Appellants contend that the discovery of two pieces of relevant evidence after judgment was entered in the Virginia action precludes the application of res judicata. Although recent Virginia law has not explicitly addressed this issue, we note that newly discovered evidence normally does not prevent the application of res judicata. Dreyfus v. First National Bank of Chicago, 424 F.2d 1171, 1175 (7th Cir.), cert. denied, 400 U.S. 832, 91 S.Ct. 64, 27 L.Ed.2d 63 (1970).2 Exceptions to this general principle occur when evidence is either fraudulently concealed or when it could not have been discovered with due diligence. Constantini v. Trans World Airlines, 681 F.2d 1199, 1202-03 (9th Cir.), cert. denied, 459 U.S. 1087, 103 S.Ct. 570, 74 L.Ed.2d 932 (1982). We find no support in the record for the application of either exception. In particular, it is noteworthy that Dr. Guerrero concedes that he was aware of this alleged new evidence prior to the final dismissal of his appeal from the judgment of the Circuit Court of Fairfax County. Yet, he never sought a rehearing or a reopening of the record in that action. Clearly, Dr. Guerrero could have litigated the significance of his alleged newly discovered evidence in state court and, therefore, he may not raise it here.III.

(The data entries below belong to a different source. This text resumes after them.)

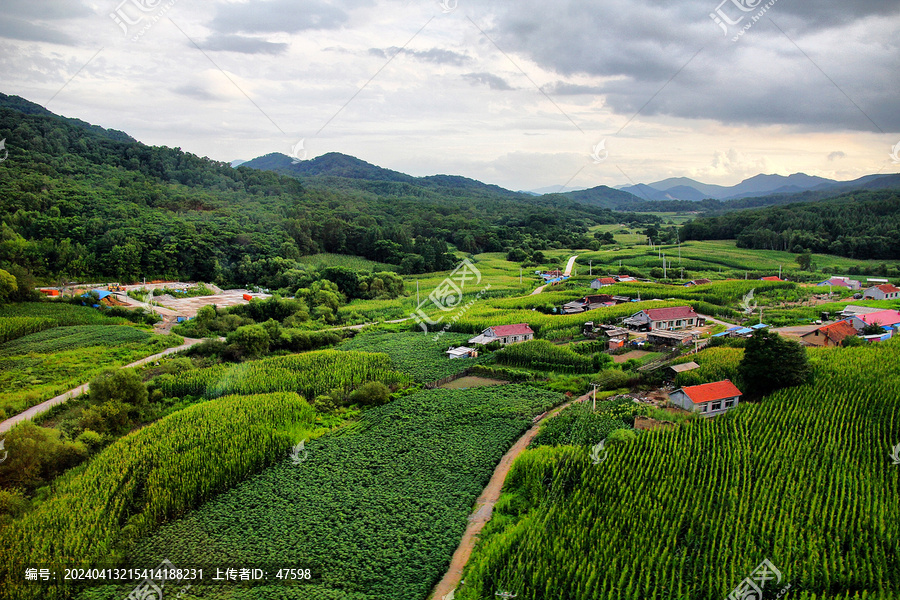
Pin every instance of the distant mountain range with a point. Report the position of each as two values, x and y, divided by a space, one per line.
632 197
684 188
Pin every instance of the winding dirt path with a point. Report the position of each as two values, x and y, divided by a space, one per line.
484 507
39 409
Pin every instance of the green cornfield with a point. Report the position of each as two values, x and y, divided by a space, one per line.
157 473
545 356
309 375
803 479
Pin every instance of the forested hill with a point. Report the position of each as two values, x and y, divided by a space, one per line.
78 201
857 225
340 170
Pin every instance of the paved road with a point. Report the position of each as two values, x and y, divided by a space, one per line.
43 407
567 273
484 508
569 266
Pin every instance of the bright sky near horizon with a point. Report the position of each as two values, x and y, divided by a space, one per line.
523 94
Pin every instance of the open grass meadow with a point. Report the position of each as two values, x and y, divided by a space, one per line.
376 512
62 346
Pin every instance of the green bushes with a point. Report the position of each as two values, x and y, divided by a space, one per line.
545 356
144 479
311 375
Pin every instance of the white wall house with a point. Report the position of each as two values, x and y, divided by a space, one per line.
709 399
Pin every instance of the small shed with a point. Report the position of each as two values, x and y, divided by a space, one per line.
462 352
684 367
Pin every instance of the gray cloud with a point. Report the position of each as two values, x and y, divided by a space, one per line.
432 55
19 29
243 44
278 15
640 45
47 9
194 91
492 81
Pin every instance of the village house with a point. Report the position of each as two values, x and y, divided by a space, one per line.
602 282
462 352
844 282
709 399
505 334
668 319
882 292
887 319
829 335
697 282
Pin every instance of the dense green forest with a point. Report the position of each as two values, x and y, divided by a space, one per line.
79 201
857 225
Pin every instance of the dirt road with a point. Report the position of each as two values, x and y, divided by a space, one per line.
484 508
43 407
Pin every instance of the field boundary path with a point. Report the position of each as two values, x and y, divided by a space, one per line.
39 409
484 506
569 266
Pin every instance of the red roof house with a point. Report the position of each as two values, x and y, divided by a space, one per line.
668 319
708 399
883 292
829 335
505 334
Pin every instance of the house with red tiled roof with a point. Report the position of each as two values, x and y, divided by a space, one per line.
602 282
829 335
882 292
709 399
888 319
505 334
665 319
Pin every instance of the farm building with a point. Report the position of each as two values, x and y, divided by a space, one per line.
684 367
882 292
829 335
505 334
844 282
669 338
462 352
709 399
602 282
655 319
851 310
888 319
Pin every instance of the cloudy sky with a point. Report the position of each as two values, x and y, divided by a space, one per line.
526 94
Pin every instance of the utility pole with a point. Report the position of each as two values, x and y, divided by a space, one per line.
595 386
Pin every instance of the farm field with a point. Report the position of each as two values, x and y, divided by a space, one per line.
804 480
40 365
146 478
376 512
415 353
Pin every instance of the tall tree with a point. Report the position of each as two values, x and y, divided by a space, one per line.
772 362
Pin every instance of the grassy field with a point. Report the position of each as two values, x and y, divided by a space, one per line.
343 260
64 346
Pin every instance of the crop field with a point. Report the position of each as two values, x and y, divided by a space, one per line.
356 263
21 319
309 375
416 354
803 479
150 476
38 366
376 512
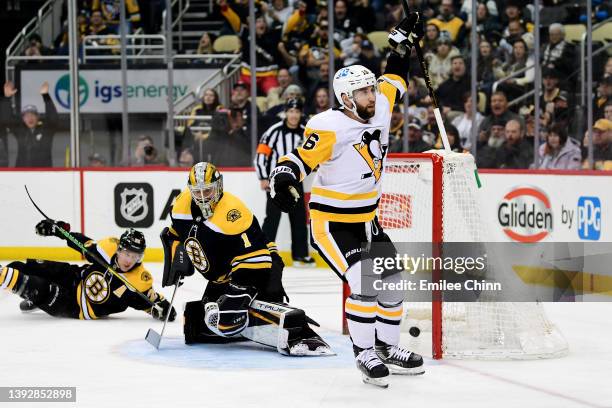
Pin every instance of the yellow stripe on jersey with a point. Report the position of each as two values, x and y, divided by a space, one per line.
389 84
252 265
261 252
343 196
336 217
323 240
359 308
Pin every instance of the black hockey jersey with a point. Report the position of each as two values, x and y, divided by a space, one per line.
99 293
229 246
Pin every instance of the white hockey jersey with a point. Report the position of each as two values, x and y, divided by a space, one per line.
350 156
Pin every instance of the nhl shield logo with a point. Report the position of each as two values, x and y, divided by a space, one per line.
134 205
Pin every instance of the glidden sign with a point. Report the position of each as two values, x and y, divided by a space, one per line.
525 214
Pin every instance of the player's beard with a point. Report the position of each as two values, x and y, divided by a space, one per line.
365 112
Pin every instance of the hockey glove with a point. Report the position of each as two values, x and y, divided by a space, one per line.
166 308
284 188
406 34
48 228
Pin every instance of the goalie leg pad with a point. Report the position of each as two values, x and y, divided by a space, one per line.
229 315
286 328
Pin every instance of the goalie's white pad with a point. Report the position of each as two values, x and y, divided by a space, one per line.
229 316
285 328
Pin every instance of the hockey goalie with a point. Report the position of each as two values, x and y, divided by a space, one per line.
215 234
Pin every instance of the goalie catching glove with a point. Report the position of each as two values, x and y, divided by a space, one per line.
406 34
162 309
284 188
49 228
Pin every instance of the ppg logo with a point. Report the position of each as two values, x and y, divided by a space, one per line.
589 218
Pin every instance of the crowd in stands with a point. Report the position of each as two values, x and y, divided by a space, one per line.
292 62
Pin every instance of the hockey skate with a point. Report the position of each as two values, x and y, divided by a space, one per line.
399 360
312 346
373 370
27 306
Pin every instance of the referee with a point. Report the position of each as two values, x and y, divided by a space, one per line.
279 140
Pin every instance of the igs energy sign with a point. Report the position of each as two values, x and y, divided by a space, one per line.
525 214
100 91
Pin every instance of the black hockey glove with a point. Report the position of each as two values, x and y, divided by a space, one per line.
165 306
284 188
48 228
406 34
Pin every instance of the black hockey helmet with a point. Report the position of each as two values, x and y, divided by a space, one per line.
132 240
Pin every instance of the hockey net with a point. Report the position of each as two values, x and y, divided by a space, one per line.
432 197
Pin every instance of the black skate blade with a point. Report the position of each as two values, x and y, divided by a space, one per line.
153 338
382 382
398 370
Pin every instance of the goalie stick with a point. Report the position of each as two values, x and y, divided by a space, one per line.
432 93
152 336
96 258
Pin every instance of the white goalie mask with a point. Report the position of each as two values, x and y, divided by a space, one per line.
349 79
206 187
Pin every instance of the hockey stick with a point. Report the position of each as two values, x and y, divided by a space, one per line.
432 93
95 257
152 336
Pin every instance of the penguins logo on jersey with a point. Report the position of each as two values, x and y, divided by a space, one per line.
96 288
196 254
233 215
372 152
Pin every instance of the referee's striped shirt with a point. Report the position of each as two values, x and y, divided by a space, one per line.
276 142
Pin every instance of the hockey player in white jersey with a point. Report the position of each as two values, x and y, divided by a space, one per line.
349 144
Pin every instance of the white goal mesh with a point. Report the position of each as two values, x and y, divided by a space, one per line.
431 198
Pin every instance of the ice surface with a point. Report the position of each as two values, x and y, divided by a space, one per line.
111 364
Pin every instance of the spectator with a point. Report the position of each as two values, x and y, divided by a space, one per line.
489 143
559 152
499 110
284 79
515 32
447 21
515 152
344 24
266 54
520 60
440 62
608 111
321 102
453 139
604 95
146 154
430 41
34 137
111 11
450 92
96 160
277 12
367 57
205 46
464 122
487 64
602 152
486 24
279 140
559 54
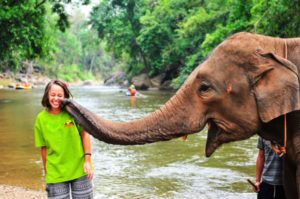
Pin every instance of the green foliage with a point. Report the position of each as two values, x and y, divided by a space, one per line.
160 36
25 32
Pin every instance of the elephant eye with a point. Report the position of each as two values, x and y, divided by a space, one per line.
204 87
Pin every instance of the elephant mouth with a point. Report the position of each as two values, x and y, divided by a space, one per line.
213 134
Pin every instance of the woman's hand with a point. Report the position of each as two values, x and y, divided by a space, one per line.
87 167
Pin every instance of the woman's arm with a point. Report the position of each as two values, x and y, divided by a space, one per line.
86 142
44 152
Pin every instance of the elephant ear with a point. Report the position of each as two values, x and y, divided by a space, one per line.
276 86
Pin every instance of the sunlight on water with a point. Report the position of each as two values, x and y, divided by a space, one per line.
173 169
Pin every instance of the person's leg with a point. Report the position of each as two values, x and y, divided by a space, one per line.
58 190
81 188
266 191
280 192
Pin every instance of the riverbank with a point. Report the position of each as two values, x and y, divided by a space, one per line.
13 192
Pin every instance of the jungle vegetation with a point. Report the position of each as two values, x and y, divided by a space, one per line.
136 36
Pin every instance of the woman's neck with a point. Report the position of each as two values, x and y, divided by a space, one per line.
54 111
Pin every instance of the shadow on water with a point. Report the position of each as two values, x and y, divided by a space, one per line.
173 169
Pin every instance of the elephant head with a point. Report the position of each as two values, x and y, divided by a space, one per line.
245 82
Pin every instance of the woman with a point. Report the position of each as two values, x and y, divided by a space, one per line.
65 147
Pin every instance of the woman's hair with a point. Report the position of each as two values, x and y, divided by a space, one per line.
63 85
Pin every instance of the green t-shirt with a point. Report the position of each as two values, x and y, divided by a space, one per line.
61 137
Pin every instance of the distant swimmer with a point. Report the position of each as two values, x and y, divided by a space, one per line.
132 90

A successor to an interest in property is in privity with its prior owner and may rely on a previous judgment regarding that interest. Spiker v. Capitol Milk Producers Co-op, Inc., 577 F.Supp. 416, 418 (W.D.Va.1983) (applying Virginia law); Kesler v. Fentress, 223 Va. 14, 17, 286 S.E.2d 156, 157 (1982). As the purchaser of the shopping center, appellee Prudential is in privity with Dr. Katzen and is entitled to rely on the Virginia court's determination as to the fairness of the sale. In addition, we note again that the claims against Prudential could have been raised in Dr. Guerrero's challenge to the propriety of the sale of the shopping center and are also precluded on this ground.
Finally, counsel for Dr. Guerrero revealed at oral argument that the parties have continued to litigate this matter in the Circuit Court of Fairfax County, contesting the final accounting of their ill-fated partnership. Intending no encouragement for this course of action, we would simply note that Dr. Guerrero's claims of fraud based on newly discovered evidence would more properly have been raised in the state court forum rather than by filing a separate lawsuit in federal court.
For all of the foregoing reasons, we conclude that the District Court properly granted summary judgment to the appellees in this action. We therefore affirm.
Katzen v. Guerrero, Chancery No. 57929, Circuit Court of Fairfax County, Virginia. In addition to the present case, the appellants filed Guerrero v. Katzen, No. 78-783-A (E.D.Va.1978) and Guerrero v. Katzen, Chancery No. 62813, Circuit Court of Fairfax County, Virginia. These actions were dismissed on March 2, 1979 and September 4, 1979, respectively
See also Croatan Books, Inc. v. Baliles, 583 F.Supp. 857, 861 (E.D.Va.1984); Davis v. Towe, 379 F.Supp. 536, 537 (E.D.Va.), aff'd, 526 F.2d 588 (4th Cir.1975)
In Diamond State Iron Co. v. Alex K. Rarig Co., 93 Va. 595, 604, 25 S.E. 894, 897 (1896), the court held that the doctrine of res judicata precluded the complainants from raising in a second suit a matter which "could have been known to them by the exercise of ordinary diligence" during the initial suit.